Market Safety Anthropic
CISA Gets Anthropic Access, the White House Issues Jailbreak Ultimatum, and Antitrust Meets AI
The Cybersecurity and Infrastructure Security Agency now has full access to Anthropic's Mythos AI model, ending what reporting describes as 'months of controversy over its exclusion.' CISA will deploy the model to scan federal networks for vulnerabilities — essentially using an AI red-teaming tool across the US government's civilian infrastructure at scale. The potential upside is that AI can identify vulnerabilities faster and at greater scale than human teams working alone; the risk is that a powerful model with access to federal network data is itself a security exposure if misused or manipulated.

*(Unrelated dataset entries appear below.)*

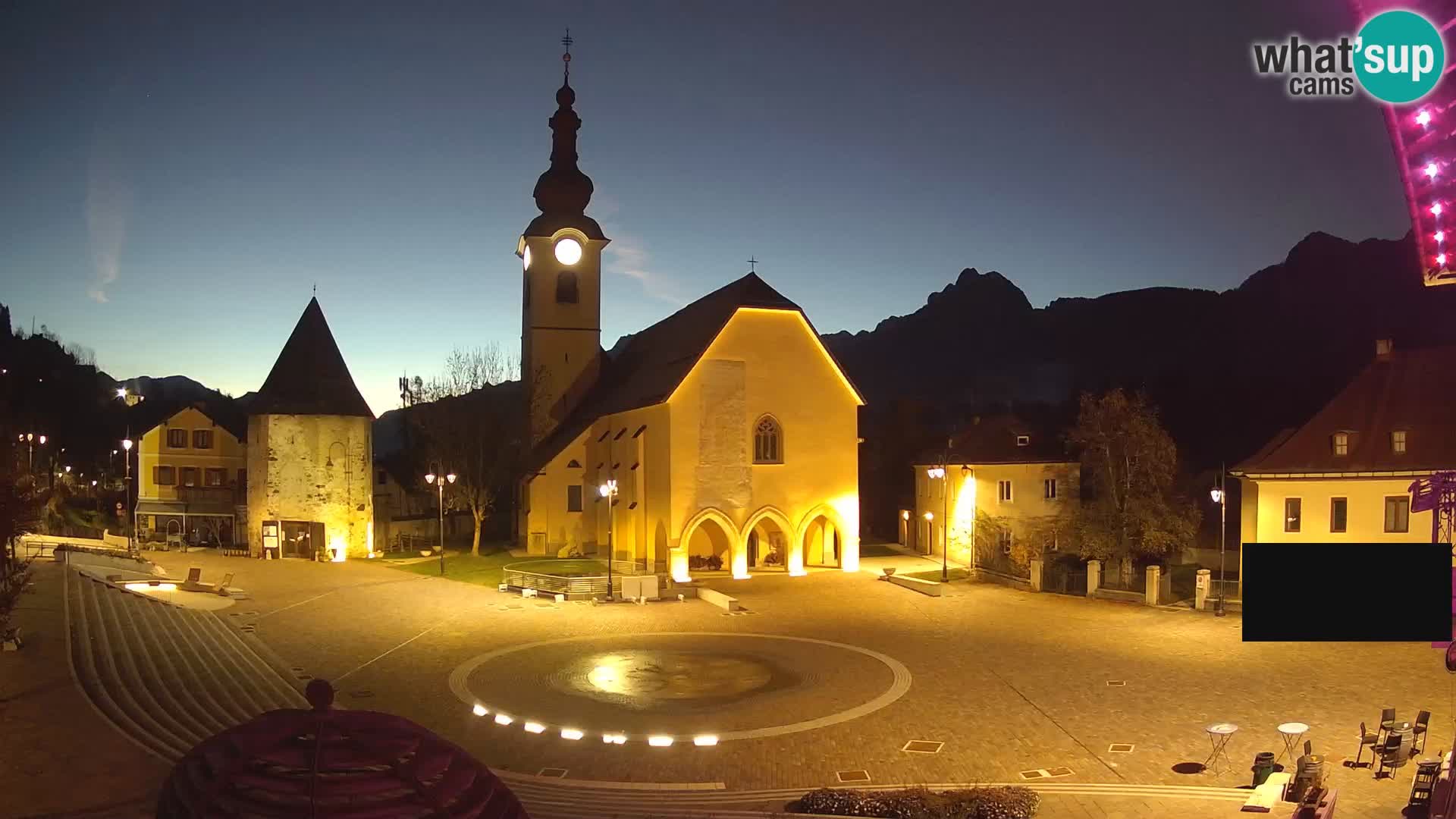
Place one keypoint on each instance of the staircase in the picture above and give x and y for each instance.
(165, 676)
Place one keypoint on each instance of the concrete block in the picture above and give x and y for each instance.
(720, 599)
(928, 588)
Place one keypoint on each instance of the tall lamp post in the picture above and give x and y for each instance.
(440, 484)
(938, 472)
(131, 529)
(609, 491)
(1222, 499)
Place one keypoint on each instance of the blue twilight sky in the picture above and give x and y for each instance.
(177, 177)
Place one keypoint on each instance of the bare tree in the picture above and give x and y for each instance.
(1130, 464)
(469, 423)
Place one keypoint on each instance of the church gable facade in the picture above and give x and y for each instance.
(723, 439)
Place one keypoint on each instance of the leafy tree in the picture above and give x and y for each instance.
(1130, 465)
(468, 422)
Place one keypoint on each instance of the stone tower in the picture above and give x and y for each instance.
(310, 450)
(561, 295)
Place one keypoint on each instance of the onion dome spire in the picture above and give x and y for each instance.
(564, 190)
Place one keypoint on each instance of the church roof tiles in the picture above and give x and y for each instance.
(645, 368)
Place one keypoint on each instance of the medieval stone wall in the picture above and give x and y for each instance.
(312, 468)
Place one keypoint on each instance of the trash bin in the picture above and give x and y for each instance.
(1263, 767)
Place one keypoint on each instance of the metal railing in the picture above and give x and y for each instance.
(560, 585)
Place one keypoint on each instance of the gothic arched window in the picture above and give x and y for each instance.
(565, 287)
(767, 442)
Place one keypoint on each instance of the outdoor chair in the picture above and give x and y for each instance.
(1419, 730)
(1386, 720)
(1367, 738)
(1391, 754)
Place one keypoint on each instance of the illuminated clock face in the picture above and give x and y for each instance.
(568, 251)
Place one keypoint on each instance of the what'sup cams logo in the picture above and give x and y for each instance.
(1397, 57)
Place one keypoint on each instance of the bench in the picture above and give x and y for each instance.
(916, 585)
(720, 599)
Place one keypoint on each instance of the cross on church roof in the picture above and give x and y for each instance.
(565, 57)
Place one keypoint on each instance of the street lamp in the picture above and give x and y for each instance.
(609, 491)
(440, 484)
(1222, 499)
(938, 472)
(131, 529)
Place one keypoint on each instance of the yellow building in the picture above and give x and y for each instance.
(310, 488)
(727, 428)
(998, 484)
(1346, 474)
(191, 472)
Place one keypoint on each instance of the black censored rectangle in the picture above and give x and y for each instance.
(1347, 592)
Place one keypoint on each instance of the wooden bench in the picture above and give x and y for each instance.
(720, 599)
(916, 585)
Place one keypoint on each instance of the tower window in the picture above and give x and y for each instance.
(565, 287)
(767, 442)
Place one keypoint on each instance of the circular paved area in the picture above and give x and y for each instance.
(1008, 681)
(682, 686)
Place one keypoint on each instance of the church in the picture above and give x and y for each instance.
(723, 438)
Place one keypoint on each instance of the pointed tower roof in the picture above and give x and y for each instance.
(563, 193)
(310, 376)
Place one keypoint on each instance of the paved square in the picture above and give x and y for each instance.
(1011, 681)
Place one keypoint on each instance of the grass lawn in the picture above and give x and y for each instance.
(488, 569)
(465, 567)
(935, 575)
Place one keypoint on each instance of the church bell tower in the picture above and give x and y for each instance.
(561, 290)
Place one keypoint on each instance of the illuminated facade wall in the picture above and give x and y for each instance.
(224, 452)
(695, 488)
(312, 468)
(974, 490)
(1263, 512)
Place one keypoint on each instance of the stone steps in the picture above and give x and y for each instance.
(164, 675)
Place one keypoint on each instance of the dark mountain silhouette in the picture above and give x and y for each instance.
(1228, 371)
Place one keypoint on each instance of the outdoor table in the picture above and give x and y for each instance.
(1292, 733)
(1219, 735)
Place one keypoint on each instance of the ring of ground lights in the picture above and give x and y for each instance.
(900, 684)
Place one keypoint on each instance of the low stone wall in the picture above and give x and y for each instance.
(1104, 594)
(992, 576)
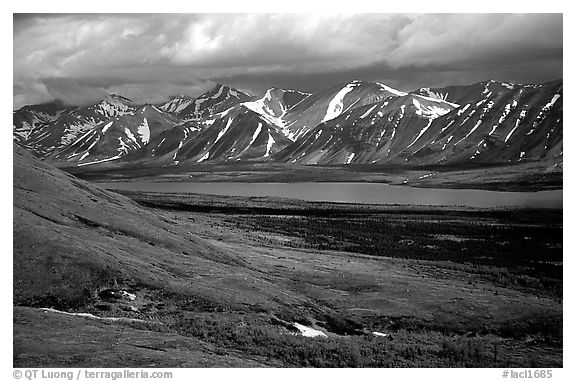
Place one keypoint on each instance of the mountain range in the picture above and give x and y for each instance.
(356, 122)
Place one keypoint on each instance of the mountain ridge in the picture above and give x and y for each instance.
(351, 122)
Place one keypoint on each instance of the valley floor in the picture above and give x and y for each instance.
(514, 177)
(444, 287)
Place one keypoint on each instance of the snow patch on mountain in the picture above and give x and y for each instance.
(269, 145)
(336, 105)
(144, 131)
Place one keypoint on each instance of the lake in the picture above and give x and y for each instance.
(367, 193)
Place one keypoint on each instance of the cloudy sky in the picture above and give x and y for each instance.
(149, 57)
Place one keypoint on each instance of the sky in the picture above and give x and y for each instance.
(79, 58)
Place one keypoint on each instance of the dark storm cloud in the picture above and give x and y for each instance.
(153, 56)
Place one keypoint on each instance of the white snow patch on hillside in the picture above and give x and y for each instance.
(336, 105)
(463, 109)
(269, 145)
(350, 158)
(391, 90)
(520, 119)
(368, 112)
(309, 332)
(448, 125)
(447, 142)
(255, 135)
(218, 93)
(123, 147)
(130, 135)
(221, 133)
(100, 161)
(206, 156)
(106, 127)
(144, 131)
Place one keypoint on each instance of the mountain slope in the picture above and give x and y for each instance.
(331, 103)
(367, 134)
(219, 99)
(238, 133)
(117, 137)
(523, 123)
(50, 127)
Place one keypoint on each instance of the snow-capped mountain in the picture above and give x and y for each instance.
(331, 103)
(368, 134)
(117, 136)
(219, 99)
(50, 127)
(177, 103)
(463, 94)
(235, 134)
(351, 123)
(523, 122)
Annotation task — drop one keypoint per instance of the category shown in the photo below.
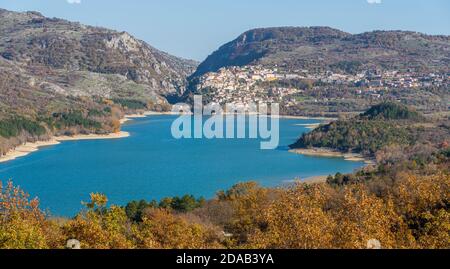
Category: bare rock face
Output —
(34, 40)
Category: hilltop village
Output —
(267, 85)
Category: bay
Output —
(151, 164)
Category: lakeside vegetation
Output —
(405, 205)
(402, 201)
(382, 126)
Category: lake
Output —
(151, 164)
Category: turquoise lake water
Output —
(150, 164)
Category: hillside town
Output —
(263, 85)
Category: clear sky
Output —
(195, 28)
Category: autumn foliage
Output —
(412, 211)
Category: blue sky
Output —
(195, 28)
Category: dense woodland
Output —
(405, 205)
(382, 126)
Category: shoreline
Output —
(330, 153)
(30, 147)
(130, 117)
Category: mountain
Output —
(64, 78)
(324, 48)
(34, 40)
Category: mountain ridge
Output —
(321, 47)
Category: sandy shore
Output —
(323, 152)
(310, 126)
(28, 148)
(316, 179)
(145, 114)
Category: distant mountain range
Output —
(34, 41)
(324, 48)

The White House simultaneously demanded that Anthropic fix all jailbreaks before a product called Fable 5 can return to market — explicitly tying AI safety compliance to commercial authorization. That regulatory posture, in tandem with the CISA access, represents the administration deploying both carrots and sticks on AI safety simultaneously. OpenAI faced its own safety headlines this week: reports indicated ChatGPT is generating graphic violence and sexually explicit imagery from relatively simple prompts, in apparent violation of the company's own guidelines. OpenAI separately announced that GPT-5.5 Instant now matches its top models on health questions — a significant claim given that more than 230 million people use ChatGPT weekly for health queries. The coexistence of safety failures and expanding medical use creates a tension that will be difficult for the company to manage. A Michigan attorney sanctioned for submitting AI-hallucinated case citations that do not exist established another precedent: courts are treating AI hallucinations as attorney negligence, not as a novel technology failure warranting sympathy.
Google DeepMind published a 35-page roadmap proposing 15 layered defenses against rogue AI agents — and notably framed DeepMind's own agents as potential insider threats. The public acknowledgment that systems a major AI lab builds could behave adversarially represents a degree of epistemic honesty about AI risks that was harder to find in industry documents two years ago.
The regulatory questions around AI connect directly to antitrust law. The Sherman Act — passed in 1890 — has two main provisions: Section One prohibits agreements between competitors that unreasonably restrain trade, and Section Two prohibits monopolization or attempted monopolization. Critically, having a large market share alone is not illegal under US law. The legal question is always whether a company used exclusionary tactics — predatory pricing, exclusive dealing agreements, or bundling designed to foreclose competition — to maintain its position. When the DOJ pursued Google, the core argument was not that Google was too large, but that Google paid billions of dollars to be the default search engine on browsers and devices, foreclosing rivals from that distribution. In the AI context, the analogous question would be whether a company like Microsoft, by bundling OpenAI models into Azure and Office products, is using platform power to foreclose independent AI competitors — not simply whether Microsoft is large and profitable. EU, UK, and US regulators are expected to build cases along those lines, and the outcome will turn on specific factual questions about how competition actually works in the relevant market.